The US and the EU together absorb roughly half of LDC exports, according to UNCTAD statistics. But developing countries as a whole also constitute a major market, consuming one-third of LDC exports. Therefore measures to improve access announced by Egypt, Korea, Malaysia, Mauritius, Morocco, Singapore, Thailand and Turkey set significant precedents, according to Mr. Chandra Kant Patel, UNCTAD's coordinator for LDC affairs. Other major partners such as Japan, Canada and Australia reminded the meeting of their liberal terms for imports of a wide range of LDC products.

The second phase of the plan agreed to in Geneva recognizes that without strengthened productive capacity, LDCs will not be able to take full advantage of more open export markets. An "integrated framework" sets terms for cooperation on technical assistance to LDCs among six international agencies: UNCTAD and the UNCTAD-affiliated International Trade Centre, the WTO, the International Monetary Fund, the World Bank and the UN Development Programme. The aim is to develop country-level work plans to modernize trade regimes, attract foreign investment and diversify commodity production. Eventually, a broader range of agencies, including the Food and Agriculture Organization, the UN Industrial Development Organization and regional development banks, are to be involved. Hong Kong announced a $1.25 mn contribution for technical assistance through the framework.

Promises unfulfilled

The action plan for LDCs presented to the meeting by the WTO notes that there is considerable room for improvement of existing systems for preferential market access, including implementation of the Agreement on Textiles and Clothing from the Uruguay Round of trade negotiations. Textile production is a classic start-up sector for building industrial capacity, and developing countries have long complained that Uruguay Round promises of easier access to major markets for their textile products have remained unfulfilled.
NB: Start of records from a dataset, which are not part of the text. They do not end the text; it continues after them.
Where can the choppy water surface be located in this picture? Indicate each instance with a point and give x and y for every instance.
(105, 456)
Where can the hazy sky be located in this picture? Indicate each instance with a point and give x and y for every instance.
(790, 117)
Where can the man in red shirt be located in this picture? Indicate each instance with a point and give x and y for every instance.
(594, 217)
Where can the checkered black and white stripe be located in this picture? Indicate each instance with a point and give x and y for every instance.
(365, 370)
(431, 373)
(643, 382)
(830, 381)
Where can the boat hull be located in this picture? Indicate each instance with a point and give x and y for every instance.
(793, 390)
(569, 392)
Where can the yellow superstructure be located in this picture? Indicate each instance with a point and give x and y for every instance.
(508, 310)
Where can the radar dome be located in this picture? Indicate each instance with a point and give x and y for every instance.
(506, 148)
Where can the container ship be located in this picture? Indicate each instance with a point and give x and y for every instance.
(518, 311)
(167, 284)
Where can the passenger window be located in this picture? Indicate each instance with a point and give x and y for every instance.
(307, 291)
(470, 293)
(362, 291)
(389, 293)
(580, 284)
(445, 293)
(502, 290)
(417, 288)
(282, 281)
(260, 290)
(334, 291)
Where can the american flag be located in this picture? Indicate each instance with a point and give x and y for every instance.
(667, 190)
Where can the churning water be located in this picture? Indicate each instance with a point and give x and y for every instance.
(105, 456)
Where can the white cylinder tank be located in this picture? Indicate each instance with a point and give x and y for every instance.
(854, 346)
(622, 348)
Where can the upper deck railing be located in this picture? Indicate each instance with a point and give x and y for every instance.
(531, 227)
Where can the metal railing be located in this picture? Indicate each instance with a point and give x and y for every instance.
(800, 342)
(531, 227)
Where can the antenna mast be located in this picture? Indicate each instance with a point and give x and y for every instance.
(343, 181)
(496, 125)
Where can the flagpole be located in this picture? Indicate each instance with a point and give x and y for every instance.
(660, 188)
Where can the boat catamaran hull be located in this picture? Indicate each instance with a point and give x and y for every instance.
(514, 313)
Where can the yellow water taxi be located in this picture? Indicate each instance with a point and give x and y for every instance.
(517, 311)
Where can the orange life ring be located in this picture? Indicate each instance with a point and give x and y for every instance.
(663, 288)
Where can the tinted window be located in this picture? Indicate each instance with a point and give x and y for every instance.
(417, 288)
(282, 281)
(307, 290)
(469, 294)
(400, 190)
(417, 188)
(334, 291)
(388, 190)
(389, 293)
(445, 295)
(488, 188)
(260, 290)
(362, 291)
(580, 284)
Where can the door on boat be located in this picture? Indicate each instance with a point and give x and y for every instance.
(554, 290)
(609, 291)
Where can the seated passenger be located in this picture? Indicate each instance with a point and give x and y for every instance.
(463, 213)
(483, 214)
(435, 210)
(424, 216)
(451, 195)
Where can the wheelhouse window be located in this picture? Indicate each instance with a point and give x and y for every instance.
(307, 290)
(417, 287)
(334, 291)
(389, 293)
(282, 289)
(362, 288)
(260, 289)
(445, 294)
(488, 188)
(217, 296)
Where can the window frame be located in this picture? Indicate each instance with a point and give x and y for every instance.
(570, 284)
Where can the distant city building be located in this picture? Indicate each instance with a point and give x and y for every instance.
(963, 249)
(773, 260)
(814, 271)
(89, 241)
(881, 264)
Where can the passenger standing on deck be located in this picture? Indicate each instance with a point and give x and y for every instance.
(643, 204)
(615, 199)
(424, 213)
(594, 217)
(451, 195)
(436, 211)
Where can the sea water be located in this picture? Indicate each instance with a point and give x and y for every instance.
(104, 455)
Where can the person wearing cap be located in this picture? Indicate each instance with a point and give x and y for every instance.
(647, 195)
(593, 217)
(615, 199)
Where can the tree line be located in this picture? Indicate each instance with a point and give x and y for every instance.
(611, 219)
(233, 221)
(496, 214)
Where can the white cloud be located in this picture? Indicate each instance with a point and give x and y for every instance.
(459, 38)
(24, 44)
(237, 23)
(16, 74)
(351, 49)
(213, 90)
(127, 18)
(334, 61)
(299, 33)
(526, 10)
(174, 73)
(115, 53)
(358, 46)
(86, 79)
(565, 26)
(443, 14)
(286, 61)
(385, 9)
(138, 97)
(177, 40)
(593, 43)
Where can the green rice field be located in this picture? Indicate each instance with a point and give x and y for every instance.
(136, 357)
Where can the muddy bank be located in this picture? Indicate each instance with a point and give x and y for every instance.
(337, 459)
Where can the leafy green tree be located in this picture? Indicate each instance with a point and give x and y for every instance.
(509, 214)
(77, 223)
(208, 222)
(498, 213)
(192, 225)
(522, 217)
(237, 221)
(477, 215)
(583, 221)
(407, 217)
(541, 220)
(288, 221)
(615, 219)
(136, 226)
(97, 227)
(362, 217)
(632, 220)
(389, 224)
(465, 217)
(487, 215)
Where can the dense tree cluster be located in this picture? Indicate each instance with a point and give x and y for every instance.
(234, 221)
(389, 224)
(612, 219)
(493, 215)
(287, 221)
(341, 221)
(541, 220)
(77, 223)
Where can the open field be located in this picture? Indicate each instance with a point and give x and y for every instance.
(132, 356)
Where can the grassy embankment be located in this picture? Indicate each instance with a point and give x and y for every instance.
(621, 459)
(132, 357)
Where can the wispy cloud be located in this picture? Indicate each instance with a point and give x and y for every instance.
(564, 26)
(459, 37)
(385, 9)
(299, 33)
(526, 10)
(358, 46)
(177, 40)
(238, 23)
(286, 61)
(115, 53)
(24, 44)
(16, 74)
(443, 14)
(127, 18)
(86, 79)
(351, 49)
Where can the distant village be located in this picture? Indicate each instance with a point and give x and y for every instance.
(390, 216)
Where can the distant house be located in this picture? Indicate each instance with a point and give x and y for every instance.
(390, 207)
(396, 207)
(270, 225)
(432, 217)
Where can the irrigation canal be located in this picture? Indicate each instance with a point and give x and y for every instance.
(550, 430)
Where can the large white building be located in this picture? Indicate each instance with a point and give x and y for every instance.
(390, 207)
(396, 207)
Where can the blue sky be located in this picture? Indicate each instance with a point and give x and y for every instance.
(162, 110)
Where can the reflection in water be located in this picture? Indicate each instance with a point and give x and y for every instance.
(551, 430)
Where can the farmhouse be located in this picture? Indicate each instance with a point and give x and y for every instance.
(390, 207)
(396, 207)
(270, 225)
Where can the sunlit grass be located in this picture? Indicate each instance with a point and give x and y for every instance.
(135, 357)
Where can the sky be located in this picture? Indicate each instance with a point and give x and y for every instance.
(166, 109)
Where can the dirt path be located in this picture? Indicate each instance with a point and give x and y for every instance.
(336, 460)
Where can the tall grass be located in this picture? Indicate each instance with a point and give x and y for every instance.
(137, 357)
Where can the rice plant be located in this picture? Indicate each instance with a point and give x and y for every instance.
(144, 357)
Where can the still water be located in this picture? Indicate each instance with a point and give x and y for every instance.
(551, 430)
Neither will the 1,700 duty-free tariff lines added to the Generalized System of Preferences of the US help stimulate LDC textile production. Mr. Richard Rosenblum, who led the US delegation in Geneva, told Africa Recovery that one-quarter of the US tariff schedule, including textiles, is generally excluded by statute from preferential elimination of tariffs. "But we can do more for Africa," he said, referring to bills before Congress that would reward reforming African economies with, among other benefits, duty-free access for a wide range of products including textiles.

Still, much of the opposition to the otherwise generally well regarded US "African Initiative" concerns free access for African textiles, say Congressional staffers interviewed for this article. When the legislation is approved -- most likely in mid-1998 -- such access may have been bargained away.

And if there is no tangible increase in market access, African leaders may become disillusioned with an initiative that is often promoted in Congress as a substitute for wasteful foreign aid and a means to leverage greater democracy in African governments.

The emphasis in the draft US legislation on limiting preferences to countries applying approved political and economic reforms is only one instance of the conditionalities attached to trade agreements which drew complaints at the Geneva meeting from Egyptian Ambassador Munir Zahran and South African Trade Minister Alec Erwin.

Mr. Ruggiero's proposal to lift all tariffs and restrictions on LDC exports, along with other unilateral concessions, will be tabled again at the May 1998 WTO ministerial meeting, says Mr. Richard Eglin, chief WTO organizer of the Geneva meeting. "The door remains open," he said, "and anyone can step through it."